The Zabul PRT civil affairs officer said this event shows a commitment by Zabul for the province’s future.
“The Taliban oppresses its people by keeping them primarily uneducated and illiterate,” said Army 1st Lt. Robert Smalls. “A town that has the opportunity to send its children, and especially its girls, to school, will shed some of that oppression off of them.
“Our hope is that this will further educate the people of this community, giving them the chance to make their community their own, free from any outside influences,” he added.

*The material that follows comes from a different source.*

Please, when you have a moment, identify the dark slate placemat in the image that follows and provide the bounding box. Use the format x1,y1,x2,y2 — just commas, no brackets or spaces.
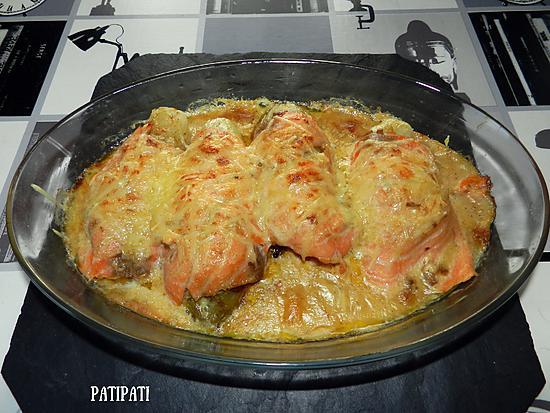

Shifting to Iraq, a new base security procedure is keeping servicemembers safe at Joint Base Balad. Staff Sgt. J.G. Buzanowski wrote a great story at Airmen patrol outside to protect inside. Airmen from 532nd Expeditionary Security Forces Squadron conduct patrols outside the base to ensure the base’s safety.
An Airman deployed from Andrews Air Force Base, Md., said the patrols also have an outside-the-wire effect on local Iraqis.
“They don’t want violence in their villages and homes, so if we’re friendly with them, they’re more likely to work with us,” said Tech. Sgt. Emmett Mack III, a squad leader. “We talk to the locals, and if they have needs that aren’t being met, we work with the Army teams who are handling that aspect of the mission. But our job helps them as well as us.”
A three-tour veteran of Iraq from Holloman Air Force Base, N.M., said the patrols help create a relationship with local Iraqis.
“We don’t get mortared nearly as much as we used to,” said Senior Airman Brendan Cunniff. “A lot of that is because of these patrols. (Locals) see us every day and if people know you, they’re less likely to want to see you get hurt.”